Mungkinkah lelaki yang tengah asyik menikmati red wine di hadapan Renata saat ini memang sengaja mengatur pertemuan mereka dalam situasi seperti sekarang?
"Senang sekali kamu masih mengingat namaku. Tidak disangka, ya, kita akan bertemu lagi setelah sekian lama," sahut Adnan sambil tersenyum tipis, kemudian menyesap sekali lagi minuman yang ada di tangannya.

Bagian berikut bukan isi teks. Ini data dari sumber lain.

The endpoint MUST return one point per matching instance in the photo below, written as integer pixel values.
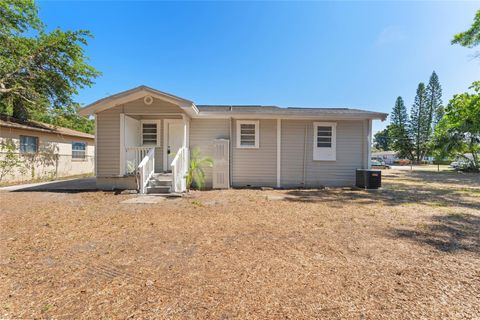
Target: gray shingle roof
(238, 109)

Renata kembali bergeming. Lelaki itu tampak begitu santai melihat kehadirannya saat ini, namun menggunakan kata tak disangka dalam kalimat yang diucapkannya barusan, seolah mereka bertemu secara tak sengaja. Sungguh pernyataan yang bertolak belakang dengan kenyataan.
"Kamu tidak lelah hanya berdiri di situ?" tanya Adnan.

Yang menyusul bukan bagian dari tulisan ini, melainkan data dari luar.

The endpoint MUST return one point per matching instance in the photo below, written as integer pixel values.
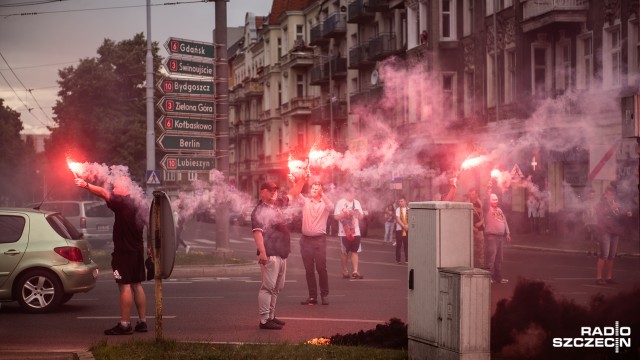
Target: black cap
(269, 185)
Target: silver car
(44, 260)
(93, 218)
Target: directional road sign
(170, 142)
(185, 86)
(181, 66)
(186, 124)
(186, 106)
(189, 47)
(187, 163)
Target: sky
(35, 47)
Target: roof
(280, 6)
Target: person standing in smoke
(402, 230)
(313, 244)
(127, 259)
(610, 218)
(389, 224)
(348, 212)
(495, 233)
(273, 242)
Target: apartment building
(538, 83)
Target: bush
(390, 335)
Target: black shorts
(128, 267)
(350, 245)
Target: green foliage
(101, 114)
(17, 160)
(169, 349)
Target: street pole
(331, 111)
(222, 122)
(151, 136)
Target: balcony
(377, 5)
(335, 25)
(321, 115)
(359, 12)
(297, 59)
(383, 46)
(320, 74)
(254, 88)
(316, 37)
(359, 56)
(368, 94)
(540, 13)
(297, 106)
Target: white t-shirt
(344, 204)
(398, 227)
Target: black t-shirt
(127, 230)
(272, 222)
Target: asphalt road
(224, 308)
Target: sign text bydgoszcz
(186, 86)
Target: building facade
(538, 85)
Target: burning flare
(75, 167)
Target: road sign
(187, 163)
(153, 177)
(189, 67)
(185, 142)
(187, 106)
(186, 87)
(186, 124)
(189, 47)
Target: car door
(14, 237)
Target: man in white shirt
(348, 212)
(313, 243)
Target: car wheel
(39, 291)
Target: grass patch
(103, 259)
(170, 349)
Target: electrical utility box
(449, 301)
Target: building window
(469, 86)
(300, 85)
(540, 76)
(584, 68)
(611, 61)
(563, 66)
(448, 20)
(279, 48)
(467, 20)
(448, 94)
(509, 76)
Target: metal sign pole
(157, 258)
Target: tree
(15, 161)
(101, 113)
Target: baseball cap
(269, 185)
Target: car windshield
(63, 227)
(98, 209)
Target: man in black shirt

Pertanyaan itu membuyaran lamunan Renata, membuat perempuan itu tersadar pada situasi yang sekarang tengah dia hadapi. Dia tidak sedang bermimpi atau pun berhalusinasi. Lelaki yang menyewa jasanya malam ini adalah Adnan, seseorang yang pernah mengukir kenangan indah dalam hidupnya sebelum akhirnya harus dia tinggalkan karena keadaan.

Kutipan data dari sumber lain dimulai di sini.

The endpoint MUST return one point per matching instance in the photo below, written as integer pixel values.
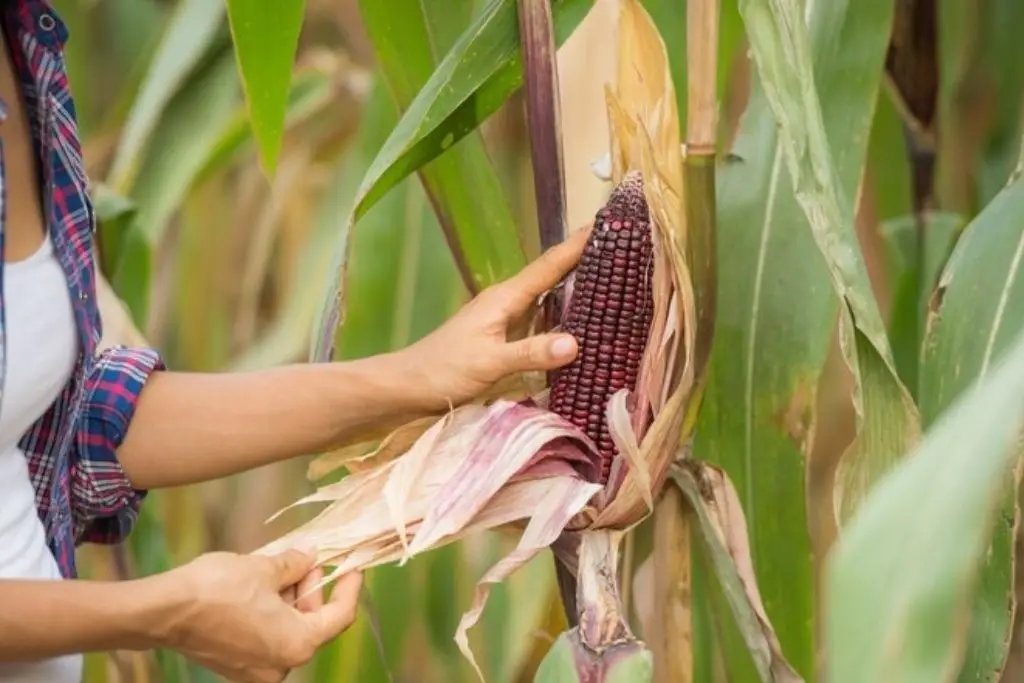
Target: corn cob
(609, 314)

Dengan langkah yang sedikit kikuk, akhirnya Renata mendekat ke arah Adnan dan duduk di hadapan lelaki itu. Renata sedikit menundukkan pandangannya, tak sanggup menatap wajah lelaki yang saat ini tengah tersenyum miring ke arahnya, senyuman yang menyimpan ejekan dan juga penghinaan tanpa kata.
"Kenapa segugup itu? Aku yakin kamu sudah sangat berpengalaman dalam melayani pelanggan-pelangganmu. Aku tak ada bedanya dengan mereka semua, jadi tidak perlu tegang seperti itu," ujar Adnan sambil meletakkan gelas red wine di tangannya. Wajahnya masih memperlihatkan senyuman asimetris yang jelas bertujuan merendahkan.
Tak ada yang bisa Renata katakan untuk menanggapi kata-kata yang dilontarkan Adnan. Dia justru semakin menunduk dengan mulut yang membisu. Sungguh tak disangka jika pada akhirnya dia akan bertemu lagi dengan lelaki ini saat sedang melakoni pekerjaan rendahnya.
"Atau kamu menganggap aku tak memiliki uang? Tenang saja, seperti kataku tadi, aku punya uang yang cukup untuk membeli pelayananmu. Barusan aku sudah mentransfer penuh pembayaran pada bosmu" ujar Adnan lagi sembari bangkit dari duduknya.
Adnan mendekat ke arah Renata dan duduk persis di samping perempuan itu. Tangannya terulur meraih dagu Renata dan mengarahkan agak Renata melihat ke arahnya.
"Dan jika kamu bisa memuaskanku, tentu saja aku akan memberimu tip yang sesuai," gumam Adnan lagi.